Everything exists somewhere. Nothing exists in one place.

Then your traffic changes and the detective work begins. You open Google Analytics. You scan through old spreadsheets. You search your email for keywords like "schema" or "migration". You ask team members what they remember happening three months ago.

Sometimes you piece it together. Often you don't.

Dan Jones has managed SEO for countless businesses and this scattered tracking approach creates consistent problems. The disconnect between taking action and measuring impact slows down learning significantly. You can't identify winning strategies quickly. You waste time repeating failed experiments because you forgot you already tried them.

Client reporting becomes awkward. When someone asks why their traffic improved, "we probably changed something good around then" sounds unprofessional at best.

Annotations fix this completely.

How Annotations Change The Game

Imagine seeing your entire optimisation history in one place.

Traffic increases appear on your Search Console graph with notes explaining exactly what you implemented beforehand. Traffic decreases show up with context about what changed. Every spike, every drop, every fluctuation connects directly to specific actions you took.

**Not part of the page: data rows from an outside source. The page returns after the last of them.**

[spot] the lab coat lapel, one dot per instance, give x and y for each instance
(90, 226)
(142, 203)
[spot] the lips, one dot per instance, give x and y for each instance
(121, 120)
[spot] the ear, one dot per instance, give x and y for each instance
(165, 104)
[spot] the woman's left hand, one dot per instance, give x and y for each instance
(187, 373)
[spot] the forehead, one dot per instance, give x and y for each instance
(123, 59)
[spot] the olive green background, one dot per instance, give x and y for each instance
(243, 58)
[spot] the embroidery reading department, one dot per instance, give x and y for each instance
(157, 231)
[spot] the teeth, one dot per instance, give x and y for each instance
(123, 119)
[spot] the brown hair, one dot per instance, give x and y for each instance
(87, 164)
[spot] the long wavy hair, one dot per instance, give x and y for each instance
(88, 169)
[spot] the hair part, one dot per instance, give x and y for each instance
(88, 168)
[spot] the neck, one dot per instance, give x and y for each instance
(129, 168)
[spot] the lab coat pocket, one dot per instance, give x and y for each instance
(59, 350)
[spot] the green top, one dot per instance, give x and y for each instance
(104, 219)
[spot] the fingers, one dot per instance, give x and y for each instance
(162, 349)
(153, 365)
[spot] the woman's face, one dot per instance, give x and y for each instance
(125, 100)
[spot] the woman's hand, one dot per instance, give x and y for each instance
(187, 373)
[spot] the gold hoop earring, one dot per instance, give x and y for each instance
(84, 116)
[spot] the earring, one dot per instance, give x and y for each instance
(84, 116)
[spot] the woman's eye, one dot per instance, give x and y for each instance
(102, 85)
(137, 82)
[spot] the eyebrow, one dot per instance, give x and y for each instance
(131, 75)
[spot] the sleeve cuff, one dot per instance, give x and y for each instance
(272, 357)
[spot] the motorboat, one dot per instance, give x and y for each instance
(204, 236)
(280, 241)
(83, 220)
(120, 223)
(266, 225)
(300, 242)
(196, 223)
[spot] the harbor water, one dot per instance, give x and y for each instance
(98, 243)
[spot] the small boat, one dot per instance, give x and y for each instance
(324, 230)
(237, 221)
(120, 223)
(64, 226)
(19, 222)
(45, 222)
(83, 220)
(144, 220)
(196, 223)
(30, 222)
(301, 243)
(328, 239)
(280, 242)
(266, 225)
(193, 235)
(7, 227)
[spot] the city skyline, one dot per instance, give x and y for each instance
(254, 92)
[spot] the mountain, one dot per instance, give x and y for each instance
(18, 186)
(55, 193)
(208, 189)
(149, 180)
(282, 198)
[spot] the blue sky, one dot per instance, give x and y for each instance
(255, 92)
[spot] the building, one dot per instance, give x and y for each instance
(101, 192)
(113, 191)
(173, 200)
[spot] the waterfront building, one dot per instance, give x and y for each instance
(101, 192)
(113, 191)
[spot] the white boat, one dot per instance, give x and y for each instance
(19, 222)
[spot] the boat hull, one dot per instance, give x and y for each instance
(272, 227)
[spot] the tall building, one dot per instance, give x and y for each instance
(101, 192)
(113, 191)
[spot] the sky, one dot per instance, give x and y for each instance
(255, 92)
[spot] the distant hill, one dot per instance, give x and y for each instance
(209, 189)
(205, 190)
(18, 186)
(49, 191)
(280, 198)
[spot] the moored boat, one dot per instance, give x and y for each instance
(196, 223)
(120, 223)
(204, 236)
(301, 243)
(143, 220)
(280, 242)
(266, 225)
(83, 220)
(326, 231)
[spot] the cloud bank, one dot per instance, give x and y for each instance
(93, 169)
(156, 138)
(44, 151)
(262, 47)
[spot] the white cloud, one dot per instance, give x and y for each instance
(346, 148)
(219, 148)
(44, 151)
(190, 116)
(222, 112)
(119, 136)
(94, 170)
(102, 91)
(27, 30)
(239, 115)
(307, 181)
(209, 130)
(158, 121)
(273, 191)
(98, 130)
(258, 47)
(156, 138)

No more detective work. No more guessing. Look at the graph, read the annotation and understand what happened.

Google should have built this years ago. Now that it exists, there's no reason to skip it.

Knowing When To Create Annotations

Create an annotation whenever you make changes that might influence traffic.

Content work: launching new pages, deleting outdated content, refreshing existing articles with current information.

Technical improvements: code updates, speed optimisation, Core Web Vitals corrections, structured data additions.

Structural changes: URL updates, category reorganisation, menu modifications, linking pattern adjustments.

Infrastructure updates: server downtime, hosting provider switches, content delivery network setup, SSL certificate changes.

The goal is documenting anything that could appear as traffic movement later. Small changes sometimes create big impacts, so err on the side of over documenting rather than under documenting.

Creating Your First Annotation

The actual process is simple once you understand the interface.

Open Search Console and select Performance from the left menu. Your traffic graph appears.

Find the specific date when you made your change. Right click directly on that date in the graph.

Select "Add annotation" from the dropdown menu. You get 120 characters for your note. Write something clear and specific enough that you'll understand it months later.

Strong examples:

"Implemented breadcrumb schema across entire site"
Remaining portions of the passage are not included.